Les dynamiques d’écriture
AM : Peux-tu justement m’en dire un peu plus sur les ressorts d’écriture qu’implique le jeu de rôle que tu prépares ?
L-AL-V : À ce jour, j'ai écrit une bonne soixantaine de pages de descriptions et de conséquences d'actions, d'objets et de PNJ (« Personnage non-jouable » ou « non-joueur ». Dans l’univers des jeux de rôle, il s'agit le plus souvent d'un allié ou d'un personnage de l'histoire que le joueur ne peut pas incarner, mais avec qui il est amené à interagir) sous la forme d'un jeu de rôle. Mais après avoir fait une partie sur table – aux côtés de Guillaume Regnaut, l’ami que tu m’as présenté lors de ta visite estivale – j'ai surtout compris qu'il fallait tout documenter de façon pratique pour s'accorder la plus grande liberté d'interprétation. Le jeu de rôle a cela de fascinant qu’il convoque non seulement la tradition orale mais révèle son essence dans le corps et la voix de celleux qui y participent.

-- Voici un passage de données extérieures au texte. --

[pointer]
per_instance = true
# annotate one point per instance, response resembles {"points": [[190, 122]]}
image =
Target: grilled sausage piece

J’ai donc compris en jouant que je ne pouvais pas écrire de JDR (« Jeu de rôle » sur table (à la différence de GN pour « Grandeur nature ») comme on rédigerait un texte linéaire mais plutôt que la mise en récit passait obligatoirement par un inventaire de lieux, d’objets, d’effets, de personnages qui auraient chacun un sens et différentes possibilités d’interagir selon l’intention que je voulais donner. Ces potentialités, que le Maître du jeu détient et incarne, sont fascinantes, tout comme les possibilités que l’on a en tant que joueur·se d’interpréter et d’improviser. On se situe vraiment à la lisière entre théâtre et stand-up, grâce à cette légère ironie qui nous rappelle sans cesse que nous sommes en train de jouer. Cette incarnation par le corps qui n’est pas mis en scène par l’autorité d’un spectacle mais est un outil de mime et de transmission m’intéresse particulièrement. (…) Créer une authenticité factice mais qui devient plausible grâce à la vraisemblance des éléments la contextualisant facilite d’autant plus l’immersion.

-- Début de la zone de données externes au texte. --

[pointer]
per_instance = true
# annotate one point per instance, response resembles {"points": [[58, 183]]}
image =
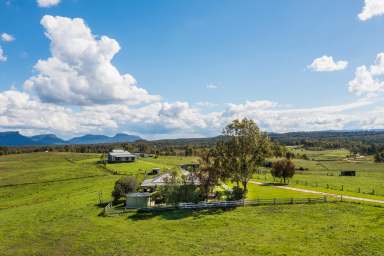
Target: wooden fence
{"points": [[109, 210]]}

Appliquer cette méthode, pour un temps donné, au sein d’un groupe de personnes, qui s’engouffrent dans cette faille dans le réel et prennent très au sérieux une quête fantastique, est l’une de mes intentions artistiques depuis la création en 2012 de la société secrète issue du paysage culturel et sociologique de mon village natal : le Caylus Culture Club (CCC).